NetCracker Technology Corp. has agreed to pay $11.4 million, and Computer Sciences Corp. has agreed to pay $1.35 million to resolve a case, brought by the government under the False Claims Act, that they used individuals without security clearance on a DoD project.
In 2008, Computer Sciences Corporation was awarded a contract from the Department of Defense to create communications software for the DoD's Defense Information Security Agency (DISA.) The company then subcontracted part of the work to Netcracker Technology, who used Russian services in order to lower costs.
This was brought to light in 2013, when former NetCracker employee John Kingsley said that the company had hired Russian programmers living in and around Moscow, who lacked the contractually required security clearance to work on DISA. Because of this, both NetCracker and Computer Sciences Corporation had breached the DoD contract.
These claims were confirmed by the settlement, which according to SC Magazine obliged both NetCracker and Computer Sciences Corporation to admit liability. The final court documentation stated that the companies "knowingly" used code developed outside the United States which was then placed on U.S government networks, and that this compromised the DoD's computer system.
Kinglsey, who was a manager for NetCracker at the time, made his claims in 2011, alleging that this placed the DoD's computer network at risk. He was protected under the whistleblower provision of the False Claims Act, and was allowed to bring a case against the company of behalf of the U.S government. Now that the case has been settled, he is set to receive just over $2.3 million as a portion of the damages.

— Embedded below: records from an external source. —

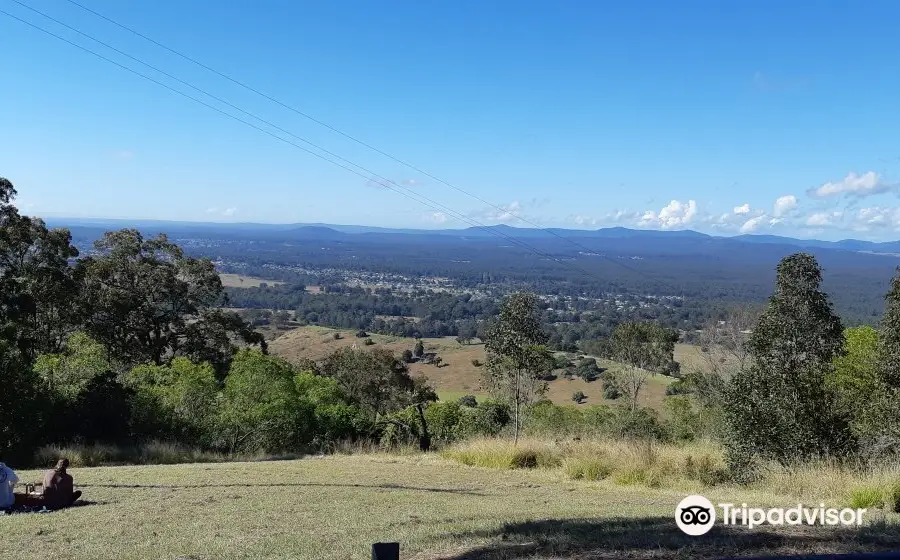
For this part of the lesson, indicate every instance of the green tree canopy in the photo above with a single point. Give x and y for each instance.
(780, 407)
(147, 302)
(517, 359)
(261, 408)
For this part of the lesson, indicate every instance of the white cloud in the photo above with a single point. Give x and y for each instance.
(752, 224)
(673, 215)
(784, 204)
(123, 155)
(820, 219)
(868, 183)
(584, 220)
(876, 217)
(226, 212)
(506, 213)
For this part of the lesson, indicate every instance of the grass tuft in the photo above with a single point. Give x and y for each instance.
(503, 454)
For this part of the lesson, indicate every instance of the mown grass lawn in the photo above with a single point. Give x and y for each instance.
(336, 507)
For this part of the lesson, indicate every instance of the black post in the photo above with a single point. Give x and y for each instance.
(386, 551)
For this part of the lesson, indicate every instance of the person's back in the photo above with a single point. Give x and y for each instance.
(59, 486)
(8, 481)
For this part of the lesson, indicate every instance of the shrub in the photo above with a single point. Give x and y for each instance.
(597, 419)
(638, 476)
(641, 423)
(587, 469)
(548, 419)
(892, 497)
(685, 422)
(679, 387)
(490, 418)
(503, 454)
(704, 470)
(446, 422)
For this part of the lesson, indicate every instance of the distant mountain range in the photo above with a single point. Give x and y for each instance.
(500, 232)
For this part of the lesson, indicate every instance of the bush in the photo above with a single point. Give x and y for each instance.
(679, 387)
(597, 419)
(685, 422)
(892, 497)
(546, 419)
(503, 454)
(490, 418)
(446, 422)
(638, 476)
(587, 469)
(704, 470)
(561, 362)
(642, 423)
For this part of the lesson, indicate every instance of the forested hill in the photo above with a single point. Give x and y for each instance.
(559, 262)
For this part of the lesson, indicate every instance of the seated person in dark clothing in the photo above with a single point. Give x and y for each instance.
(59, 486)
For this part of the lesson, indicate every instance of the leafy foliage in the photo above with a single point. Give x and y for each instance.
(780, 407)
(516, 356)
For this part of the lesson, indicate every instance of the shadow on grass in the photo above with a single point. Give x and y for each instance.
(460, 491)
(20, 510)
(659, 537)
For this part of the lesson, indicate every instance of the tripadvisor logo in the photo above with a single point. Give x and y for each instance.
(695, 515)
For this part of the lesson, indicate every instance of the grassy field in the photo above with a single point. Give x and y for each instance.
(241, 281)
(334, 507)
(458, 376)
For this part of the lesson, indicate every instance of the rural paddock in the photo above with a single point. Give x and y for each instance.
(335, 507)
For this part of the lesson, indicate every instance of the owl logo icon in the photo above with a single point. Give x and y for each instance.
(695, 515)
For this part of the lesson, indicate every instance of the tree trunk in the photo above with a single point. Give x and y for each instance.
(516, 430)
(425, 437)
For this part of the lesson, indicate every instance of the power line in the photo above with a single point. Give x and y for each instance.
(346, 135)
(387, 182)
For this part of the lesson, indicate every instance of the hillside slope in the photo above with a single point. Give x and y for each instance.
(458, 376)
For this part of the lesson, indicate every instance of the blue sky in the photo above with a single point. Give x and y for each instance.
(755, 116)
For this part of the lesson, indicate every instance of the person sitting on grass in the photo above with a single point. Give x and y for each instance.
(59, 487)
(8, 481)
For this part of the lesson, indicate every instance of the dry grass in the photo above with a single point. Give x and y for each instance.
(241, 281)
(458, 376)
(694, 467)
(334, 507)
(683, 467)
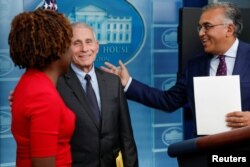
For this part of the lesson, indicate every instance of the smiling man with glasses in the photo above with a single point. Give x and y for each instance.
(219, 26)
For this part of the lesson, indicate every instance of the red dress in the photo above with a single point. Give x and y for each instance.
(42, 125)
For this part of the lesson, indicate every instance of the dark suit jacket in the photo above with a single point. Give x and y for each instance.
(183, 92)
(94, 146)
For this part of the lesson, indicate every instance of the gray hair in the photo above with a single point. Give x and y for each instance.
(232, 13)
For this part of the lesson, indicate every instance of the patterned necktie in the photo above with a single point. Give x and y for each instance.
(222, 67)
(92, 98)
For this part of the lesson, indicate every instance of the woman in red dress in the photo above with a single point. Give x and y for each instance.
(42, 125)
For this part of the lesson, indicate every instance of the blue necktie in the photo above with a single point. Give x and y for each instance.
(222, 67)
(92, 98)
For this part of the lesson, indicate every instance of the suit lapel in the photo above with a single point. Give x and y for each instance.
(79, 92)
(241, 62)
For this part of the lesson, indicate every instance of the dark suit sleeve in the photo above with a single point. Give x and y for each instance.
(169, 100)
(128, 146)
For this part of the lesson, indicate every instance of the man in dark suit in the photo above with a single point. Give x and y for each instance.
(219, 26)
(96, 141)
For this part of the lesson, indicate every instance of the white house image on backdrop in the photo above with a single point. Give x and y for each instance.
(108, 29)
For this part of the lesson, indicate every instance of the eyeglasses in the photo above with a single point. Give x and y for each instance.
(207, 27)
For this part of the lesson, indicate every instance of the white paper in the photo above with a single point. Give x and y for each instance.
(215, 96)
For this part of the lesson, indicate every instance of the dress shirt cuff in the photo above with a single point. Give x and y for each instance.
(128, 84)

"Companies that do business with the federal government have a responsibility to fully meet the terms of their contracts," said U.S. Attorney Channing D. Phillips of the District of Columbia. "In addition to holding these two companies accountable for their contracting obligations, this settlement shows that the U.S. Attorney's Office will take appropriate measures necessary to ensure the integrity of government communications systems."